Statistically, it is the most dangerous job in the world.

We’ve had 45 presidents, and five have been shot at and missed, three have been shot at and hit (including two former presidents seeking another term), and four have been shot and killed. That is an amazingly violent record.

In 1835, a deranged man tried shooting Andrew Jackson outside the Capitol building, but his pistol jammed. It was the first attempted presidential assassination. In 1933, Franklin Roosevelt was shot at and missed, but Chicago Mayor Anton Cermak, who was standing beside FDR, was killed. In 1950, Harry Truman was shot at by Puerto Rican nationalists, and, in 1975, poor Gerald Ford was shot at twice barely two weeks apart, once by a Charles Manson follower. In 2011, a man took multiple shots at the White House, but the Obamas were not in residence. Those were the misses.

In 1912, Theodore Roosevelt, running to regain the White House he had lost, was shot while on his way to Buffalo to deliver a speech. He barely even stopped, continuing on and delivering his speech. He never had the bullet removed and later credited his folded up 50-page speech for taking the brunt of the impact. In 1981, while president, Ronald Reagan was shot and seriously wounded. And Donald Trump was shot while a candidate. Those were the survivors. (In 1972, George Wallace was shot and paralyzed while a presidential candidate.)

Four of our presidents were not so fortunate. Abraham Lincoln was assassinated in 1865, James Garfield was shot twice in 1888 and lingered for 80 days before dying, William McKinley was killed in 1901, and John F. Kennedy was shot and killed in 1963.

President Biden was wrong. When commenting on the Trump shooting, he said, “This is not who we are.” This is exactly who we are, a country awash in guns with little clue of how to deal with the combination of guns, mental illness, and people who want to shoot the president.

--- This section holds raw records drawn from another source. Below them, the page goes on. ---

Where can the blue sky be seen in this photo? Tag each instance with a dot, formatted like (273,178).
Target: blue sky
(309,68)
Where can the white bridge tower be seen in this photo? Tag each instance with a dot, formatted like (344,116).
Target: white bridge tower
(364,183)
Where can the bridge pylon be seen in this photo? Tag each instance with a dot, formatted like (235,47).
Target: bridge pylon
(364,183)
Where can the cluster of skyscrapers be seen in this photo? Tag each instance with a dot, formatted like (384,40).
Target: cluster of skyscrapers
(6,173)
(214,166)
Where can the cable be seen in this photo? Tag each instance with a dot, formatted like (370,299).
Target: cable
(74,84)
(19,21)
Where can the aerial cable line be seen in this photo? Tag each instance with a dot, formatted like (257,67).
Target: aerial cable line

We have a horrible record of violence directed at our leaders, nearly 29 percent of whom have been shot or shot at. (If the presidency was a separate crime category, the per capita violent crime rate per 100,000 would be a stupefying 28,800!)

Those now wishing Trump an even worse result than just being wounded should know better. It is never, ever a good day when someone tries to gun down a political leader. It serves no purpose, furthers no goal or ideal, solves no problem, potentially destabilizes our government, and helps absolutely nothing.

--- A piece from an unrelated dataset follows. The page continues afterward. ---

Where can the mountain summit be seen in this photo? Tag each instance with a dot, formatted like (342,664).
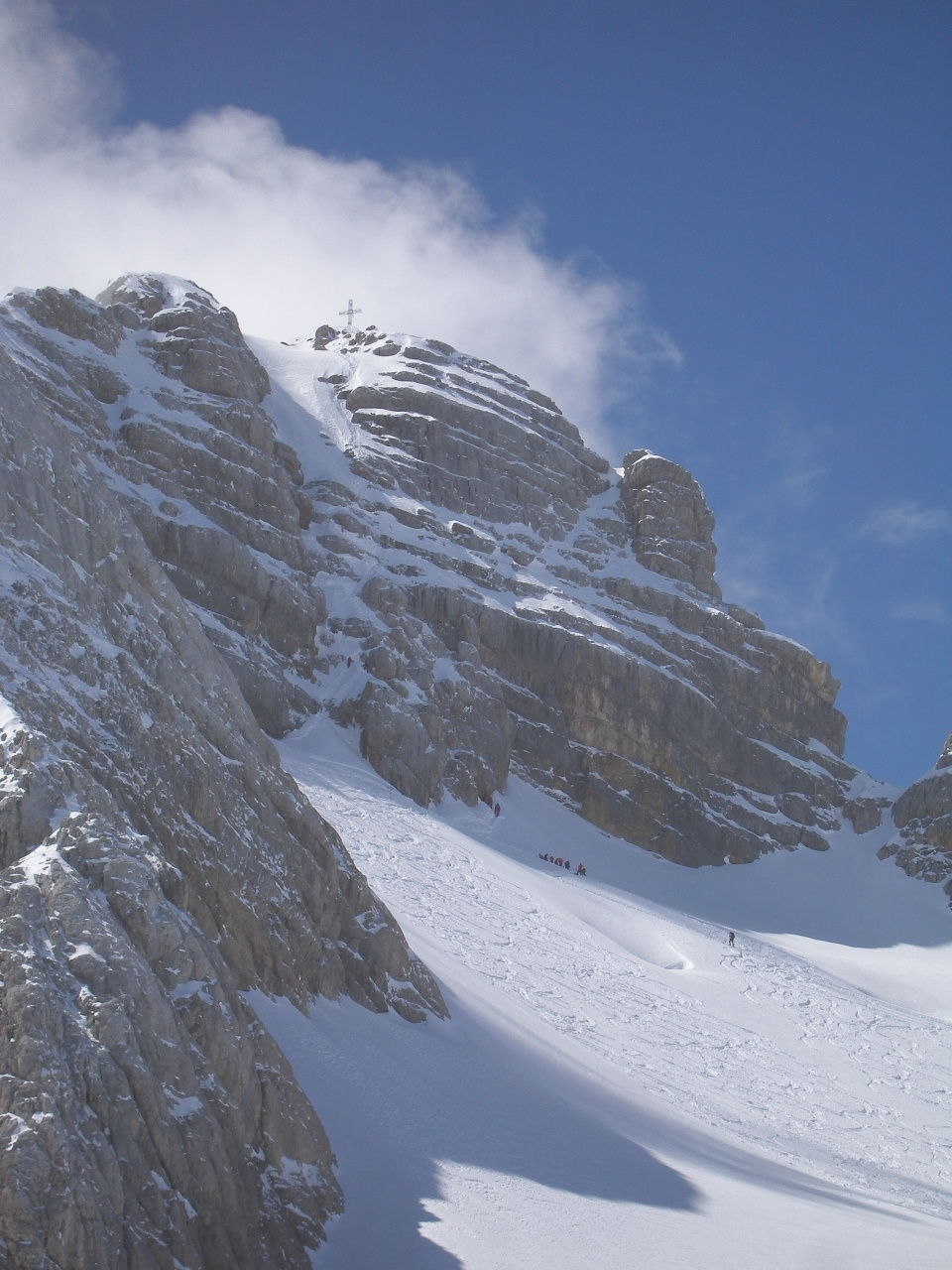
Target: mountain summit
(204,541)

Given the chance to unify a troubled country, cynical Republicans quickly blamed Joe Biden and his allegedly “violent” rhetoric. This after eight solid years of virulently aggressive rhetoric from Trump.

You might remember back in 2016 when Trump said he might pay the legal fees of a rally attendee who had punched a protester. He frequently tells his supporters they must “fight like hell.”

When violence erupted at a Unite the Right rally in Charlottesville that resulted in multiple injuries and one death, he said there were “fine people” in attendance. He’s pledged to pardon at least some of those who violently demonstrated on Jan. 6 and injured 174 members of law enforcement. He’s referred to immigrants, legal and otherwise, as “vermin,” “animals,” “rapists,” and “murderers.” He has, more than once, equated pretty much all Muslims to terrorists.

Trump has also claimed he will be his supporters’ “retribution” and has said some Republicans who voted to impeach him should be tried for treason. Violent imagery is a normal part of his rally speeches because it stirs the crowds, and he thrives on those reactions. But it’s a clarion call to some already on the razor’s edge of stability.

An ABC News investigation found 54 cases in which defendants accused of violent acts have referenced Trump rhetoric as part of their defense, including several from Jan. 6 who claimed they were told by “their president” to occupy Congress and “stop the steal.” (They could find no such instances of someone claiming Biden rhetoric had spurred their violence. And the “Trump made me do it” defense has proven unsuccessful, so far.)

It’s more than likely the Trump shooter, like the other presidential assassins and assassin-wannabes, was less interested in politics and ideology and was reacting to something else we might never know. Another citizen with easy access to a weapon he shouldn’t have used on the rest of us.

Sorry, Joe, but when it comes to the presidency this is exactly who we are—armed, deranged, and incredibly dangerous.